Reputation: 311
I am trying to write a function in R which lumps species columns together within a data.frame.
(To elaborate a bit on what I'm doing...I have a data frame with multiple plant species for multiple sites and years. Some of the species were misidentified, so I'd like to group to a more general level (e.g. spp a and spp b were mixed up throughout the years; so I'd like to create a new column called spp.ab in which the data for spp a and b are lumped together)).
Example:
spp.a spp.b
1 0
2 3
0 4
3 2
4 5
I'd like to eventually end up with a single column that displays the maximum from value from the two species:
spp.ab
1
3
4
3
5
I've started writing a function which does this; however, I'm having troubling adding the new column to my data set and dropping the old ones. Could someone tell me what's wrong with my code?
lump <- function(db, spp.list, new.spp) { #input spp.list as c('spp.a', 'spp.b', ...)

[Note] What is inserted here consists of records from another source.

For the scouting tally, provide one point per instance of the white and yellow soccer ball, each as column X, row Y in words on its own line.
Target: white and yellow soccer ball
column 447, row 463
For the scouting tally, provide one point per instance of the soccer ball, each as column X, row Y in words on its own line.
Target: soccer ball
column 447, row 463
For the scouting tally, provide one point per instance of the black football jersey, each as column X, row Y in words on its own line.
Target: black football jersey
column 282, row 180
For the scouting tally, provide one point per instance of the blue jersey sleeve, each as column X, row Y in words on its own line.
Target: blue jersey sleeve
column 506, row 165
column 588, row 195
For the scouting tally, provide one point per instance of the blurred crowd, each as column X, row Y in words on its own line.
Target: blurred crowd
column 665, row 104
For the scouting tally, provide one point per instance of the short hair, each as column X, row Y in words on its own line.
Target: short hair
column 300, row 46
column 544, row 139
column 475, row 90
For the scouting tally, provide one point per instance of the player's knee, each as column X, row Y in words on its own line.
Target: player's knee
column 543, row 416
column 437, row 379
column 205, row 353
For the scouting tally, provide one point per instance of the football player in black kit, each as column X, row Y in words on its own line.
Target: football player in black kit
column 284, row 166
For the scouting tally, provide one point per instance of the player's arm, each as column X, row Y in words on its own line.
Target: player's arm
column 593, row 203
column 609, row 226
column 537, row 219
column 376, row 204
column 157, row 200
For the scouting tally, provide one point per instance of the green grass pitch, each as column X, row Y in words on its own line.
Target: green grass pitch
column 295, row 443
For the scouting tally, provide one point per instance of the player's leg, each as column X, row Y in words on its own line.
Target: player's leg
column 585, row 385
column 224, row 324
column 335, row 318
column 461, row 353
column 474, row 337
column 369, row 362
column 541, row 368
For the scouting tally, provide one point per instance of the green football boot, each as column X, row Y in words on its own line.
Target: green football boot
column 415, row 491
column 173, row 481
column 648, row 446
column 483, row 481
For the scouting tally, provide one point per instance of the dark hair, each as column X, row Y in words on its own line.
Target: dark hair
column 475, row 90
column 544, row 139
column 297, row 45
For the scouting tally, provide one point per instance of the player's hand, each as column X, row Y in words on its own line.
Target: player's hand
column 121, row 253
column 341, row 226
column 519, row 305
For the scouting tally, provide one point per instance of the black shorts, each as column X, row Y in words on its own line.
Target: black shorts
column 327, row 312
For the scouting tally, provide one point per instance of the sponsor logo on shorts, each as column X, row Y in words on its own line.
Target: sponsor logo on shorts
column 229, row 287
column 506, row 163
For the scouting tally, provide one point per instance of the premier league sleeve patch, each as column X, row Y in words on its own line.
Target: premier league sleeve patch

mini.db <- subset(db, select=spp.list);
newcol <- as.vector(apply(mini.db, 1, max, na.rm=T));
db$new.spp <- newcol
db <- db[,names(db) %in% spp.list]
return(db)
}
When I call the function as such
test <- lump(db, c('spp.a', 'spp.b'), spp.ab)
test
all that pops up is the mini.db. Am I missing something with return()?
For reference, db is the database, spp.list is the species I want to lump together, and new.spp is what I would like the new column named.
Thanks for any help,
Paul
Upvotes: 3
Views: 7308
Reputation: 193687
While it seems like you've found your answer, I would suggest, instead, the pmax
function:
> with(db, pmax(spp.a, spp.b))
[1] 1 3 4 3 5
You can use this with within
or transform
to mimic your function:
out <- within(db, spp.ab <- pmax(spp.a, spp.b))
out
# spp.a spp.b spp.ab
# 1 1 0 1
# 2 2 3 3
# 3 0 4 4
# 4 3 2 3
# 5 4 5 5
Upvotes: 2
Reputation: 311
I've figured it out...stupid mistake, of course. Here is the code that works:
lump <- function(db, spp.list, new.spp) { #input spp.list as a c('spp.a', 'spp.b', ...), and new.spp must be in quotes (e.g. 'new.spp')
mini.db <- subset(db, select=spp.list);
newcol <- as.vector(apply(mini.db, 1, max, na.rm=T));
newcol[newcol==-Inf] <- NA;
db[new.spp] <- newcol;
db <- db[, !names(db) %in% spp.list];
return(as.data.frame(db));
}
The key is in the db[new.spp] <- newcol;
line. Apparently using this works, but using db$new.spp <- newcol
does not. I also then added a !
to the line db <- db[,!names(db) %in% spp.list]
. This was my biggest mistake.
Upvotes: 3